At the same time, the company is not commercially static. RAPYD completed its connection to the payment system and started operating as the first global acquirer. Grow Payments received Bank of Israel payment-systems approval during the quarter to begin entering the system. The company also developed support for AFT, which is used, among other things, for transferring funds to prepaid cards or digital wallets. These are positive signs for infrastructure relevance, but as long as they arrive together with higher expenses, they are not enough on their own.
The current read therefore leans in a clear direction: 2026 is a pricing proof year. If the new tariff starts lifting revenue per unit of activity in the second half, the first quarter will look like the last quarter before the price repair. If not, it will become another piece of evidence that the company is absorbing more traffic and more complexity without enough compensation.
Cash looks better before the dividend
The balance sheet is still strong, but the quarter shows why liquidity and post-distribution cash flexibility should be separated. Cash and cash equivalents rose to NIS 27.1 million from NIS 15.5 million at the end of 2025, and the trading securities portfolio stayed near NIS 134.9 million.
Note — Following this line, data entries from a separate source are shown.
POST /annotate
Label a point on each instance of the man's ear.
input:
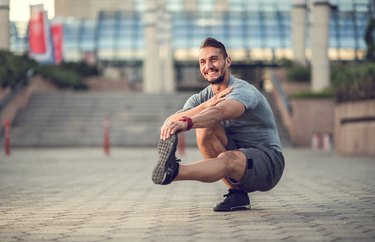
(228, 61)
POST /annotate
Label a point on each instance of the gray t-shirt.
(255, 126)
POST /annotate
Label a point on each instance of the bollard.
(7, 138)
(106, 137)
(181, 144)
(327, 142)
(315, 141)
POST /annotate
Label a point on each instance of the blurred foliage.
(353, 82)
(369, 39)
(299, 73)
(61, 77)
(13, 69)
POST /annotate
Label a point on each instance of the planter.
(311, 118)
(355, 128)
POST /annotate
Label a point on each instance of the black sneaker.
(166, 169)
(235, 200)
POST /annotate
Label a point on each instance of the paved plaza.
(83, 195)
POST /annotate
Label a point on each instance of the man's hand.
(171, 127)
(218, 97)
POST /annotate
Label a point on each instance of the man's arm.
(228, 109)
(225, 110)
(171, 121)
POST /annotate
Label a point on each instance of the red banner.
(57, 42)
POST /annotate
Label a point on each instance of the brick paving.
(82, 195)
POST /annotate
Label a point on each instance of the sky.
(20, 9)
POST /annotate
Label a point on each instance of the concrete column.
(166, 54)
(319, 45)
(151, 60)
(299, 16)
(4, 25)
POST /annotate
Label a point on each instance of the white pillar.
(151, 60)
(299, 16)
(4, 25)
(319, 45)
(166, 54)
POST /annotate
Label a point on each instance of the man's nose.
(209, 65)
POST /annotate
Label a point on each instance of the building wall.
(89, 9)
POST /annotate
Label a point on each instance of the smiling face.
(213, 66)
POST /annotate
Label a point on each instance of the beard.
(218, 80)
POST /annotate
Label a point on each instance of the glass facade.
(257, 30)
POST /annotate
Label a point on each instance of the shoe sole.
(166, 148)
(246, 207)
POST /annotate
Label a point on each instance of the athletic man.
(236, 133)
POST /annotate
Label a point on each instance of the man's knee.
(234, 160)
(214, 135)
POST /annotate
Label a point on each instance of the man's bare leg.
(218, 163)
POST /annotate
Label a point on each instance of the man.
(236, 133)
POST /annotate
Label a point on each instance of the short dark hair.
(211, 42)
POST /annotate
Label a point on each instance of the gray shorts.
(264, 169)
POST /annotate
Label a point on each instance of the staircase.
(69, 119)
(75, 119)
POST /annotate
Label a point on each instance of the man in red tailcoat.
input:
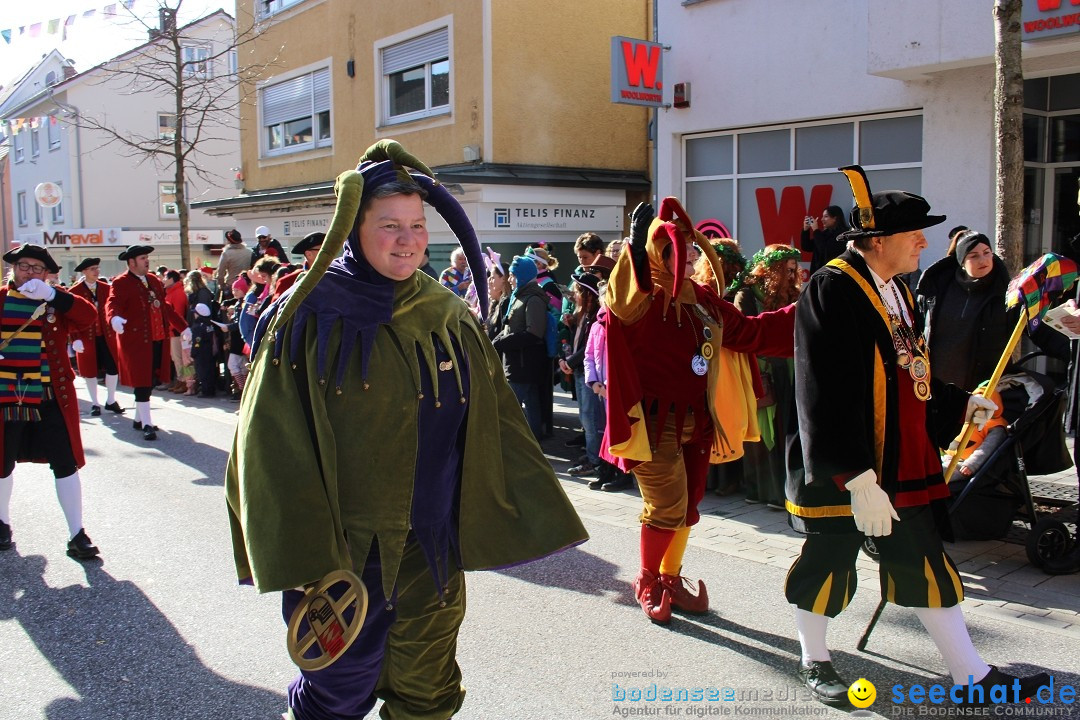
(39, 412)
(138, 314)
(96, 347)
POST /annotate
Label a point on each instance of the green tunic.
(313, 464)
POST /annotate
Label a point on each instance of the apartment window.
(296, 113)
(54, 133)
(166, 126)
(58, 209)
(416, 77)
(196, 62)
(166, 201)
(270, 7)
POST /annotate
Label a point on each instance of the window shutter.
(409, 54)
(321, 81)
(286, 100)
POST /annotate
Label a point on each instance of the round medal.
(699, 365)
(920, 369)
(922, 390)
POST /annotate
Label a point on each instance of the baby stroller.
(986, 504)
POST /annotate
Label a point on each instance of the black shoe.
(1028, 687)
(621, 483)
(824, 683)
(81, 548)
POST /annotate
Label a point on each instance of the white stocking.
(812, 628)
(949, 633)
(7, 484)
(92, 390)
(110, 386)
(69, 492)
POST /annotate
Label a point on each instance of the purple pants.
(405, 655)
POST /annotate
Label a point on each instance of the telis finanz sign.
(637, 72)
(1049, 18)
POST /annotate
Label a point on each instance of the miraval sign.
(1049, 18)
(636, 71)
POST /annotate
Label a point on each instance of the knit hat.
(968, 241)
(523, 269)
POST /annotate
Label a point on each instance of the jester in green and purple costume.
(378, 435)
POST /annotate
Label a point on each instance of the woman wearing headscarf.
(962, 297)
(378, 437)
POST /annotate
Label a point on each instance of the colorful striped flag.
(1039, 284)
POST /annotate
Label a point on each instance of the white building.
(111, 197)
(784, 92)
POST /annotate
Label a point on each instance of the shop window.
(1065, 139)
(54, 133)
(416, 77)
(890, 140)
(710, 155)
(765, 152)
(824, 146)
(296, 113)
(166, 201)
(1035, 138)
(1064, 92)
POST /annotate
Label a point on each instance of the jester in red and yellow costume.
(667, 390)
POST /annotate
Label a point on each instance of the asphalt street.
(159, 628)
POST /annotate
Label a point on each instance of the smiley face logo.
(862, 693)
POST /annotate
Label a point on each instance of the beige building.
(508, 100)
(110, 194)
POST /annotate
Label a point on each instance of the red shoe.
(652, 597)
(683, 599)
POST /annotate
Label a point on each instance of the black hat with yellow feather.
(887, 213)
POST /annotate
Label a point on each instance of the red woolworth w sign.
(636, 72)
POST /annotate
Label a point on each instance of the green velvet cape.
(311, 465)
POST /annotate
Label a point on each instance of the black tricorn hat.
(135, 250)
(310, 242)
(885, 213)
(89, 262)
(31, 252)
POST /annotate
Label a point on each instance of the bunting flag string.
(113, 11)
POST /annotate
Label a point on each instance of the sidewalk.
(998, 579)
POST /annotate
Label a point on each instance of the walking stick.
(35, 315)
(969, 428)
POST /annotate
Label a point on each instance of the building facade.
(518, 124)
(111, 194)
(785, 92)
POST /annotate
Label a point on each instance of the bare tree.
(205, 82)
(1009, 130)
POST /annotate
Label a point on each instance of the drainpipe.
(72, 110)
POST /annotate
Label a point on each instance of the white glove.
(980, 410)
(38, 289)
(869, 504)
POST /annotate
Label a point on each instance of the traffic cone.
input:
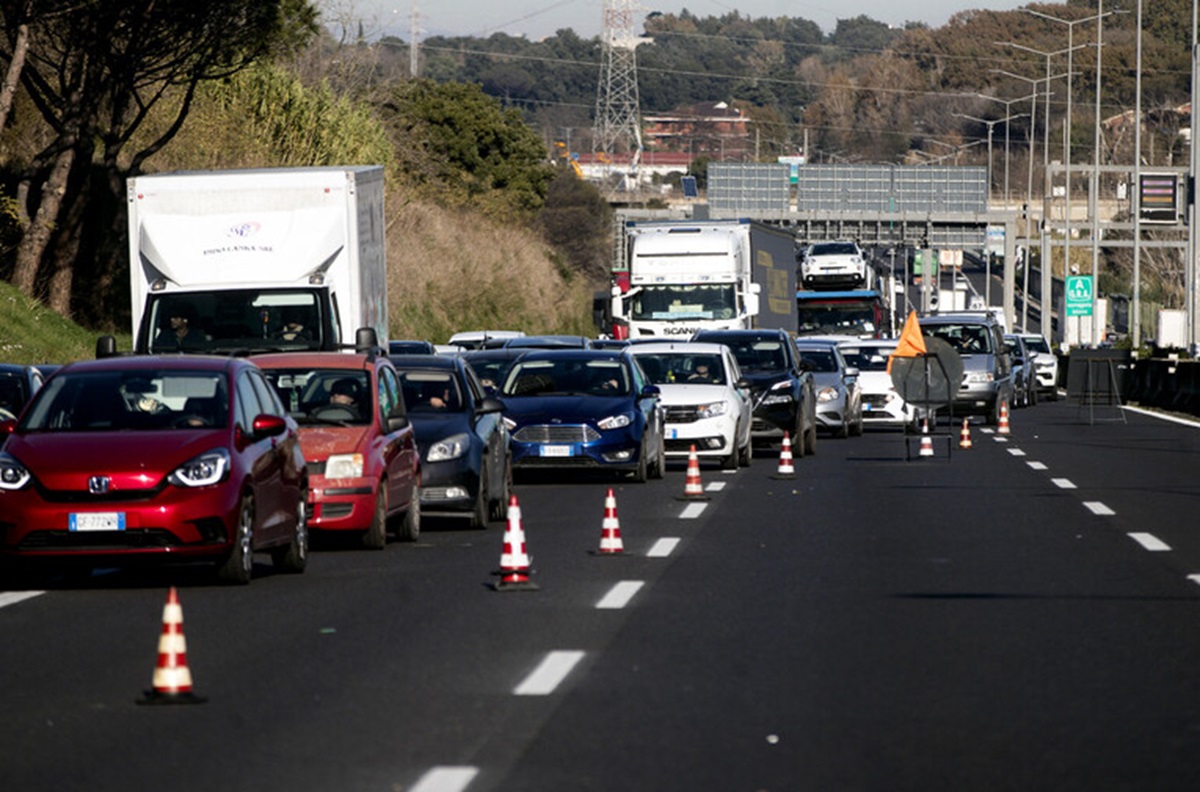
(693, 489)
(785, 469)
(927, 442)
(610, 529)
(172, 679)
(514, 559)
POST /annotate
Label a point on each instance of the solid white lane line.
(664, 547)
(445, 779)
(549, 673)
(618, 595)
(1151, 543)
(12, 598)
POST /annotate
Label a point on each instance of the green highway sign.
(1079, 295)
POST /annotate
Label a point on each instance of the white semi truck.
(257, 259)
(684, 276)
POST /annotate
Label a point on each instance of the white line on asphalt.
(445, 779)
(1151, 543)
(549, 673)
(664, 547)
(12, 598)
(618, 595)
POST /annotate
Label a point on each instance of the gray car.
(839, 395)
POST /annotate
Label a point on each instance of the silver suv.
(987, 367)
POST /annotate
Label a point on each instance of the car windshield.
(820, 360)
(672, 367)
(340, 396)
(570, 376)
(130, 400)
(759, 355)
(965, 339)
(431, 390)
(867, 358)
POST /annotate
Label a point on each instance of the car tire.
(239, 567)
(293, 558)
(376, 535)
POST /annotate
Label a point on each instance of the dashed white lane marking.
(445, 779)
(12, 598)
(549, 673)
(1151, 543)
(619, 595)
(664, 547)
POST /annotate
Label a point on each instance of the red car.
(364, 467)
(163, 459)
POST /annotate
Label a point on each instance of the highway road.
(1018, 616)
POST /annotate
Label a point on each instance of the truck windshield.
(221, 322)
(675, 303)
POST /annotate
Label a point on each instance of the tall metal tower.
(618, 126)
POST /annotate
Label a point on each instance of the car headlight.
(343, 466)
(615, 421)
(712, 411)
(451, 448)
(202, 471)
(13, 475)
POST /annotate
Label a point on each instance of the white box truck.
(684, 276)
(257, 259)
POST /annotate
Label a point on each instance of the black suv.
(780, 384)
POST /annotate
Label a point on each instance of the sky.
(540, 18)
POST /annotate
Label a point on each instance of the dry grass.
(451, 270)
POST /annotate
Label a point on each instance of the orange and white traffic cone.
(693, 489)
(1003, 418)
(610, 529)
(172, 678)
(785, 469)
(515, 559)
(927, 442)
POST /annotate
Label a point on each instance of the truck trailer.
(257, 259)
(684, 276)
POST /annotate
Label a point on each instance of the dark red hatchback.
(163, 459)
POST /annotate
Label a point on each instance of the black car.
(781, 388)
(466, 462)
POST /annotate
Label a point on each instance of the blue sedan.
(583, 409)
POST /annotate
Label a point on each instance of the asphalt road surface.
(1018, 616)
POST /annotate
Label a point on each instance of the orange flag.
(911, 343)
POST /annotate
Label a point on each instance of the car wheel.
(239, 567)
(294, 558)
(376, 537)
(411, 527)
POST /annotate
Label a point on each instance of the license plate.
(99, 521)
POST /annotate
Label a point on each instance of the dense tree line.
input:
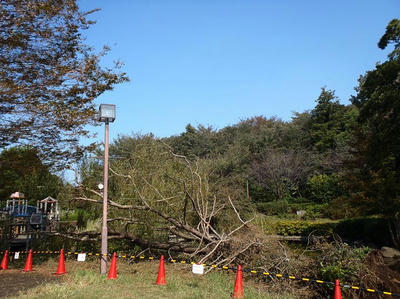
(342, 159)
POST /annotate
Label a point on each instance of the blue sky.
(214, 62)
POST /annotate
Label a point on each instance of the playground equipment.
(21, 223)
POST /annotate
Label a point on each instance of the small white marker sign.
(198, 269)
(81, 257)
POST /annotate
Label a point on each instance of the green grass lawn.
(138, 281)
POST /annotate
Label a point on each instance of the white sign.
(198, 269)
(81, 257)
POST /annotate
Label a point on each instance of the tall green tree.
(376, 187)
(330, 122)
(49, 77)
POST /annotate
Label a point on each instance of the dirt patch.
(13, 281)
(381, 276)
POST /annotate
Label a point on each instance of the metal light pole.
(106, 115)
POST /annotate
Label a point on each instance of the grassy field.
(134, 281)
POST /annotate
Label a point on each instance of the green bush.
(273, 207)
(366, 229)
(303, 228)
(323, 188)
(369, 229)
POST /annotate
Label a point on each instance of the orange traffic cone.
(112, 274)
(161, 273)
(4, 262)
(61, 264)
(338, 292)
(28, 264)
(238, 290)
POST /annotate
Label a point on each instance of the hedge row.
(366, 229)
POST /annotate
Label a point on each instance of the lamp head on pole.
(106, 113)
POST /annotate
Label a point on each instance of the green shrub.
(303, 228)
(366, 229)
(323, 188)
(273, 207)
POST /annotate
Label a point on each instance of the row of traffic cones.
(238, 291)
(29, 263)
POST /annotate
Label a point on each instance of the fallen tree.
(162, 200)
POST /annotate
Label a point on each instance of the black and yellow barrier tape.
(234, 269)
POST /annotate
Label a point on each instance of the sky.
(215, 62)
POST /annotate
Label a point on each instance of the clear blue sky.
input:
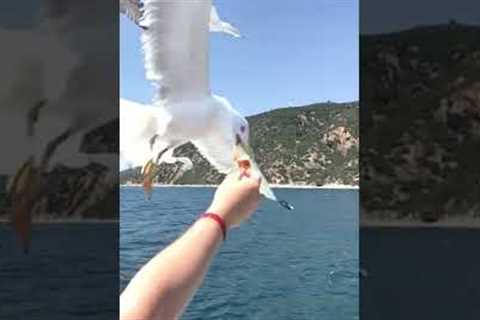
(293, 52)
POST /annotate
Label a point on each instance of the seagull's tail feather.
(217, 25)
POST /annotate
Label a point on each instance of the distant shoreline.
(40, 220)
(280, 186)
(454, 222)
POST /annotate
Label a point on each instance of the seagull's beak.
(149, 172)
(244, 157)
(22, 194)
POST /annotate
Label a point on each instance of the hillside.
(420, 123)
(311, 145)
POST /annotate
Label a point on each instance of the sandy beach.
(286, 186)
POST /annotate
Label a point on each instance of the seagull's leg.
(53, 145)
(26, 189)
(32, 116)
(150, 169)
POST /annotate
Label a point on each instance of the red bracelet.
(219, 220)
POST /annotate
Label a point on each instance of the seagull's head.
(241, 129)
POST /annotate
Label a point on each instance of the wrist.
(217, 220)
(222, 212)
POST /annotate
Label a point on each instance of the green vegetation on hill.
(420, 120)
(310, 145)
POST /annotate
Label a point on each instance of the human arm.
(164, 286)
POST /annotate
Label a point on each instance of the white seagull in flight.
(175, 45)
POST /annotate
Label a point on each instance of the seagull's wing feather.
(138, 124)
(132, 9)
(175, 45)
(217, 25)
(217, 150)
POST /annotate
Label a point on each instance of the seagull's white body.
(175, 45)
(28, 76)
(65, 62)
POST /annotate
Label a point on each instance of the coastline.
(453, 222)
(278, 186)
(44, 220)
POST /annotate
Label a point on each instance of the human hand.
(237, 196)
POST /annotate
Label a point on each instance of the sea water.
(300, 264)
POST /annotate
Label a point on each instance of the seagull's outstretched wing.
(175, 45)
(217, 25)
(138, 124)
(132, 9)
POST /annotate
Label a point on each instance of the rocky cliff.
(420, 122)
(311, 145)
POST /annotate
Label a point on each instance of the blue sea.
(279, 265)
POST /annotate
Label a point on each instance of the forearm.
(163, 287)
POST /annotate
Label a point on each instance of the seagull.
(66, 80)
(175, 46)
(133, 9)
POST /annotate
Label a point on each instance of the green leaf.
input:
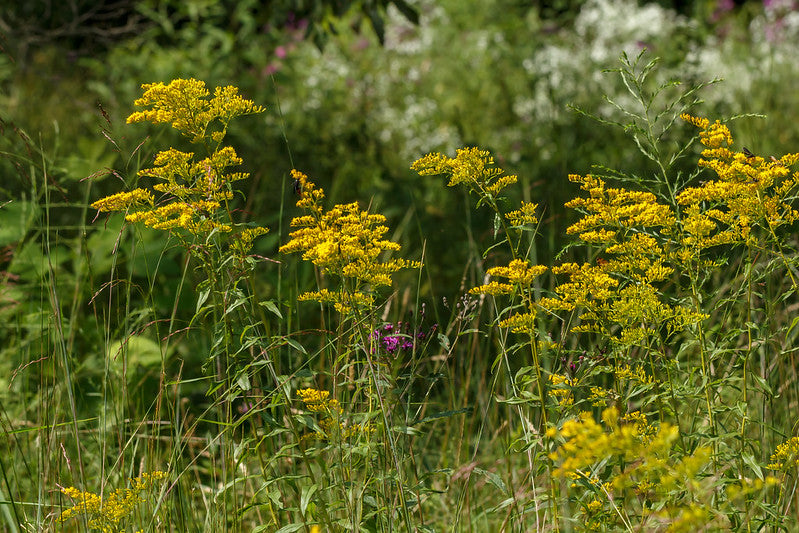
(305, 497)
(750, 460)
(493, 479)
(271, 307)
(201, 299)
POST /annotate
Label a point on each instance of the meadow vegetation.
(600, 340)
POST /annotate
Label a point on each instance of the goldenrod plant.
(630, 384)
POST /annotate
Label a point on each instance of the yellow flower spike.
(109, 513)
(195, 192)
(123, 201)
(346, 242)
(185, 104)
(471, 167)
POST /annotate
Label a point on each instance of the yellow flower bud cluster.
(108, 514)
(344, 241)
(194, 192)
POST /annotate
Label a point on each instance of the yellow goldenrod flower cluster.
(520, 274)
(122, 201)
(316, 400)
(186, 105)
(749, 191)
(608, 211)
(786, 456)
(472, 167)
(524, 216)
(194, 192)
(626, 456)
(616, 296)
(344, 241)
(331, 426)
(106, 514)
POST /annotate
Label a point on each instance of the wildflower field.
(301, 267)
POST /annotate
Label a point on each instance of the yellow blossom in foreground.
(187, 106)
(195, 192)
(107, 513)
(344, 241)
(786, 456)
(472, 167)
(749, 191)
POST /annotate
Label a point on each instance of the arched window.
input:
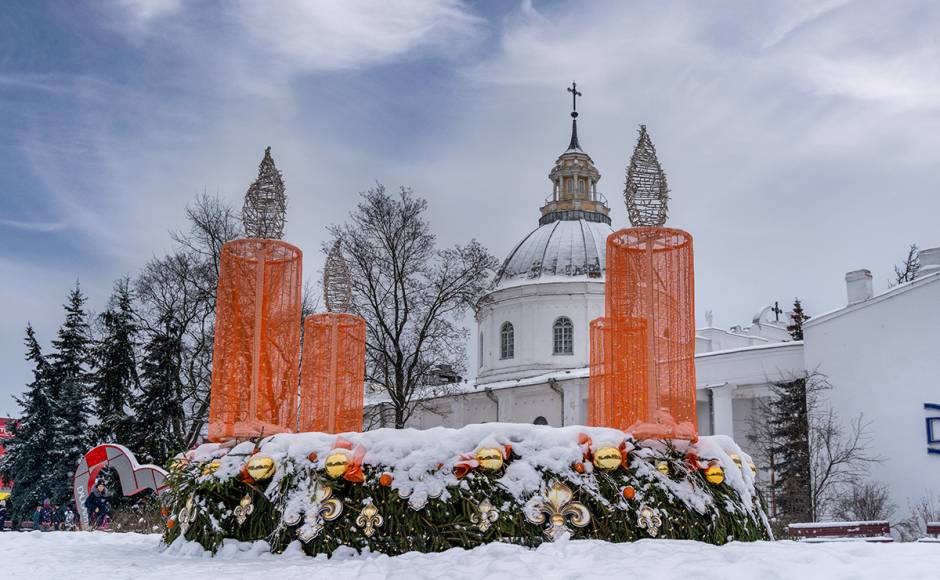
(507, 341)
(563, 336)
Together, cash and securities totaled NIS 162.1 million, versus NIS 150.9 million at year-end.
But the liabilities already include a NIS 30 million dividend, declared in March and paid on April 27, 2026. So the all-in cash picture should include not only what sat in the account on March 31, but also the cash use that had already been approved and left shortly after the quarter.
| All-in cash picture item | NIS million |
|---|---|
| Operating cash flow in the quarter | 15.8 |
| Purchases and investments in PP&E and intangible assets | (3.5) |
| Lease principal repayment | (0.6) |
| Surplus before dividend and securities trading | 11.7 |
| Dividend paid in April | (30.0) |
| Surplus after the approved dividend | (18.3) |
The table does not argue that the business burns cash in a normal quarter. On the contrary, operating cash flow of NIS 15.8 million is reasonable in a quarter where net profit fell to NIS 6.9 million, partly helped by a decline in customer receivables. But once CAPEX, lease principal and the April dividend enter the picture, it is clear that the dividend rests on the broader liquidity layer, not only on cash generated by the quarter after all uses.
What will decide the next quarters
Two smaller issues should remain on the screen. The first is legal: the claim filed against the company around Shva Insights is still preliminary, the company rejects the allegations, and at this stage the chances cannot be assessed. It does not change the quarterly thesis, but it does show that one of the new growth engines carries privacy and regulatory sensitivity. The second is management continuity: the CFO is retiring at the end of May, and a replacement has been announced subject to approval or non-objection from the payment-systems regulator. In a quarter where pricing, investment and distribution all stand at the center, finance continuity is not a side detail.
The current conclusion is that the company does not need to prove there is demand for its rails. The quarter already proved that again. It needs to prove that the new tariff can change the slope between revenue and expenses without hurting new participant onboarding and new services. The next report should already include part of the July impact, making it a better test than the first quarter: whether revenue starts moving away from the flat line, whether expenses stabilize, and whether cash rebuilds after the April dividend.